Ukończył przerwane nauki i został mansyonarzem przy kościele farnym Panny
Maryi. Władza duchowna poznała niebawem prawy, szlachetny charakter
Świętosława; dlatego powierzyła mu urząd wykonawcy testamentów, który to
urząd dawano tylko kapłanom cnoty nieposzlakowanej. Czas wolny od zajęć
duchownych poświęcał pracy ręcznej, a grosz stąd zebrany obracał na jałmużny
dla ubogich żebraków i biednych kościołów. Był wielkim dobrodziejem klasztoru
ojców Karmelitów na Piasku.
Wielki miłośnik modlitwy trawił całe dnie i noce na pacierzach przed
słynnym cudami krucyfiksem w kościele Panny Maryi. Klęcząc na gołych
kolanach, wypraszał tu rozmaite łaski różnym osobom, które męża świątobliwego
prosiły o westchnienie. Pewnej nocy usłyszał głos płynący z krucyfiksu:
"Świętosławie, czemu głucho w kościele?" Zaczął wtedy śpiewać sam psalmy aż
do rana, a później postarał się o fundacyę stałych Psałterzystów. Fundacyę tę
przyprowadziła do skutku Anna Glińska. Inną szczególnie umiłowaną cnotą
Świętosława było ustawiczne prawie milczenie. Zwano go stąd milczkiem.

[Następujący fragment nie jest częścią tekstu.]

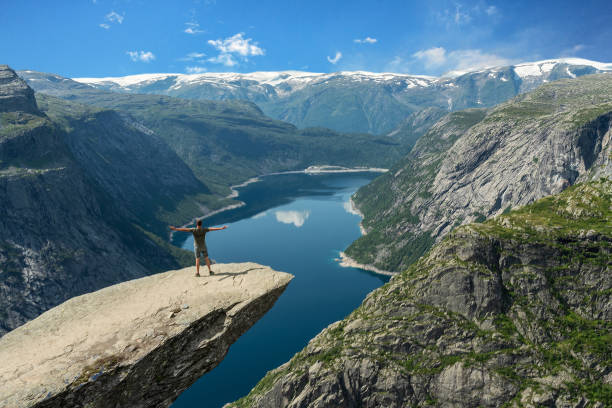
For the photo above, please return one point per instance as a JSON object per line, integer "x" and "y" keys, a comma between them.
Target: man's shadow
{"x": 230, "y": 274}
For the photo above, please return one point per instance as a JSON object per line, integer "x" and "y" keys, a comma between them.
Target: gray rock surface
{"x": 65, "y": 227}
{"x": 15, "y": 95}
{"x": 469, "y": 167}
{"x": 354, "y": 101}
{"x": 516, "y": 311}
{"x": 135, "y": 344}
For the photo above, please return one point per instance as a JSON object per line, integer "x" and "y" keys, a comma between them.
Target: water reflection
{"x": 348, "y": 207}
{"x": 322, "y": 292}
{"x": 296, "y": 218}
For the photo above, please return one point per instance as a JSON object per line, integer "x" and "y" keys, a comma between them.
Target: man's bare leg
{"x": 208, "y": 264}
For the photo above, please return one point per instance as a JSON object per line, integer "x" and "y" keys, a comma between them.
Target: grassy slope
{"x": 550, "y": 336}
{"x": 387, "y": 202}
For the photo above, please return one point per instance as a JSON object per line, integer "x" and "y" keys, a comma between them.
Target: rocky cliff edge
{"x": 136, "y": 344}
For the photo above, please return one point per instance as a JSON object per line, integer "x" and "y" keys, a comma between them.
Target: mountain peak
{"x": 15, "y": 94}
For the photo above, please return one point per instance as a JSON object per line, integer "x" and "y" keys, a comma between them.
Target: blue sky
{"x": 123, "y": 37}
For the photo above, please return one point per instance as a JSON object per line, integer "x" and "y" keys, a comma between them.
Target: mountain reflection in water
{"x": 298, "y": 224}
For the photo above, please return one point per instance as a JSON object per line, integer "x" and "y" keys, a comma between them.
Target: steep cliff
{"x": 476, "y": 164}
{"x": 228, "y": 142}
{"x": 355, "y": 101}
{"x": 136, "y": 344}
{"x": 516, "y": 311}
{"x": 61, "y": 233}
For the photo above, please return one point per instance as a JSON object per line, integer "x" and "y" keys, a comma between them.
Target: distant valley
{"x": 363, "y": 102}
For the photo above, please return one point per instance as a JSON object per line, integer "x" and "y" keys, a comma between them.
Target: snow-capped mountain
{"x": 355, "y": 101}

Ustrzegł się tym sposobem mąż Boży owych niezliczonych prawie grzechów, jakie
pociąga za sobą nierozumne gadulstwo i wielomówstwo, Nie zawsze jednak
milczał, owszem lubił rozmowę, ale rozmowę tylko z ludźmi światłymi i
świętymi. Takimi byli św. Jan Kanty, bł. Michał Gedrojć, bł. Stanisław
Kaźmierczyk, bł. Szymon z Lipnicy, bł. Jezajasz Boner, bł. Rafał z Proszowic
i inni. Umarł Świętosław w roku 1489, uważany przez wszystkich za świętego.
Zwłoki jego spoczywają w chórze kościoła Panny Maryi.
Inni święci z dnia 31. sierpnia:
Św. Ajdan, biskup z Lindisfarne. - Św. Amatus, biskup z Nusko w królestwie neapolitańskiem. - Św. Cesydyusz, kapłan i męczennik. - Św. Optat, biskup z Auxerre. - Św. Paulin, biskup z Trewiru. - Św. Prymian, biskup z Spoleto. - Św. Teodot i Rufina, męczennicy. - Św. Wiktor, pustelnik.